From which position, as I hope my even my most leftist and even republican followers will excuse me from observing, he retired believing himself to be a lifelong and loyal servant of the Queen.
Until somebody suggested he might claim a war pension for his deafness.
Now, I would like to tell you that this story has a happy ending. Except that it doesn’t. I did what I could in correspondence with the Ministry of Defence and the regimental archive. My man’s son found the officer who had driven the jeep, still alive in a nursing home, but his memory had gone.
Since I know Perugia, love it perhaps more than any other City in Italy, and am aware that as part of the Italian red belt it would put on a real reception for any veteran of that period, I suggested I might look at organising that. Only to be told my client that he had no desire to ever to set foot in Italy again. Which left me looking pretty small.
And then he died.
For, increasingly, they are all dead: My Uncle Bobby, who was evacuated not from Dunkirk but Dieppe and who saw no further active service as a result of his “bad chest”; my Uncle Adam, who served in RAF Groundcrew in Egypt, where, if asked at family gatherings, he never failed to tell you there were only two classes “The filthy rich and the just plain filthy”; my dad who as a Fleet Air Arm observer, managed to defeat the Germans and the Japanese (and have the medals to prove it) without ever being closer to Germany than Edinburgh or Japan than the Suez Canal.

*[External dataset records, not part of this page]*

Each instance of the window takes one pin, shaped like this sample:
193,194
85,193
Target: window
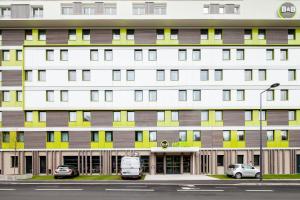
94,55
196,95
152,55
160,116
86,75
182,54
196,136
240,135
72,116
28,116
152,95
248,34
49,95
270,95
86,34
108,136
152,136
196,54
130,74
226,54
291,34
218,34
226,95
138,95
292,75
219,115
240,54
248,74
64,95
182,136
292,115
270,135
270,54
204,76
49,55
50,136
220,160
174,75
174,116
130,116
160,75
204,115
204,34
130,34
138,136
283,54
116,34
64,136
117,116
160,34
94,95
86,116
284,95
42,75
72,34
108,55
95,136
182,95
262,74
240,95
138,54
284,135
174,34
108,95
116,75
42,116
218,74
261,34
226,136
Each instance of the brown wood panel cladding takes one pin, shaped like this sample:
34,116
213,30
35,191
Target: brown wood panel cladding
211,139
35,139
170,136
101,36
145,118
253,138
189,36
12,78
57,118
294,138
79,139
277,117
12,118
233,36
277,36
234,117
102,118
145,36
189,118
13,37
123,139
57,36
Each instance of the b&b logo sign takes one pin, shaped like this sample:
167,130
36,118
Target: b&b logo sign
287,10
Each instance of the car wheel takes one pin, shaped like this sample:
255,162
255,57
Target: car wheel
238,176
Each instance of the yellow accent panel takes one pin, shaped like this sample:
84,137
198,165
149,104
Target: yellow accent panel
234,143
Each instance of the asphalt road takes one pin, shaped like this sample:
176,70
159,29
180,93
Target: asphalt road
132,191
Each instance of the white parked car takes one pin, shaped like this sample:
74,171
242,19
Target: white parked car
241,170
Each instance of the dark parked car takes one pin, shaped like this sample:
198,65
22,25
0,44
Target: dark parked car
65,171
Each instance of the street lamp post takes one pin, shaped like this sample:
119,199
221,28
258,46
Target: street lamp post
274,85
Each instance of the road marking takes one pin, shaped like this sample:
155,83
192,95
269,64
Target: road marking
130,190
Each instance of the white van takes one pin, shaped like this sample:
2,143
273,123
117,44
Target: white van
131,167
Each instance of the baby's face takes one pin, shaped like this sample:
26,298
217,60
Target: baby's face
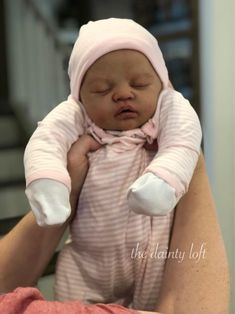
120,90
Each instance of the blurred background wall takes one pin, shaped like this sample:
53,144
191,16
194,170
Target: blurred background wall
197,39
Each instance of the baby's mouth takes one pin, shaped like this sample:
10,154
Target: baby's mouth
126,110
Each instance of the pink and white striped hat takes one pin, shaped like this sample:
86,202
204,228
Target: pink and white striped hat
100,37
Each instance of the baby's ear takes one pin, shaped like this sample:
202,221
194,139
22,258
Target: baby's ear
152,147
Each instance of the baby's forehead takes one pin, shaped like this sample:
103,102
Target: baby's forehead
123,61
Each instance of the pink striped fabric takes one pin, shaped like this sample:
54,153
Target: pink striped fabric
115,255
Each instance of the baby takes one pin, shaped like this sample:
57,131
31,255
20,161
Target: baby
120,95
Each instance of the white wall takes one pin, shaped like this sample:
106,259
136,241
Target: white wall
217,48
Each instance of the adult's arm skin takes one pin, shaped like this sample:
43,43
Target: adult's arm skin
27,248
196,287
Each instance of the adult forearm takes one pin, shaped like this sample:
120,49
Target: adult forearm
25,252
199,282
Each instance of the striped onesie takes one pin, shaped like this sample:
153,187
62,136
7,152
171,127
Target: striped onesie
114,252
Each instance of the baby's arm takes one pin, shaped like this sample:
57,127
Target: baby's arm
48,182
167,177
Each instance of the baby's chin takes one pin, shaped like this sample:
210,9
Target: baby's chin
125,127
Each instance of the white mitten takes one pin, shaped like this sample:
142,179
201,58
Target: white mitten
49,200
149,195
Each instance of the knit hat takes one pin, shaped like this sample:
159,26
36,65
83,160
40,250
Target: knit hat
100,37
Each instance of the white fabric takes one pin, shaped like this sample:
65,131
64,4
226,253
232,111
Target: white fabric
150,195
49,201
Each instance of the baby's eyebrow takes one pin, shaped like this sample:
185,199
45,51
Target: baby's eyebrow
143,75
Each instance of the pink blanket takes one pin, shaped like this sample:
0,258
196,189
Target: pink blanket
31,301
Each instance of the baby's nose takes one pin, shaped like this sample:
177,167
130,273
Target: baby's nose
123,92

We have no idea of the experience of these people. We, today, know only of “abroad” as involving foreign locals mediated, if necessary, through an English speaking guide. And, even then, of foreign locals not ill disposed towards us. And even, even then we only know the war experience of those who survived it.
But I come back at the end to my client. It is one of the rules of my game that you can’t identify the client. But sometimes rules are made to be broken. It is thanks to people like him that we are tonight sitting in comfort watching the Service of Remembrance. Even those who are moaning about it without fear of reprisal.
My client's name was Barnard Hedger. He should have got his pension.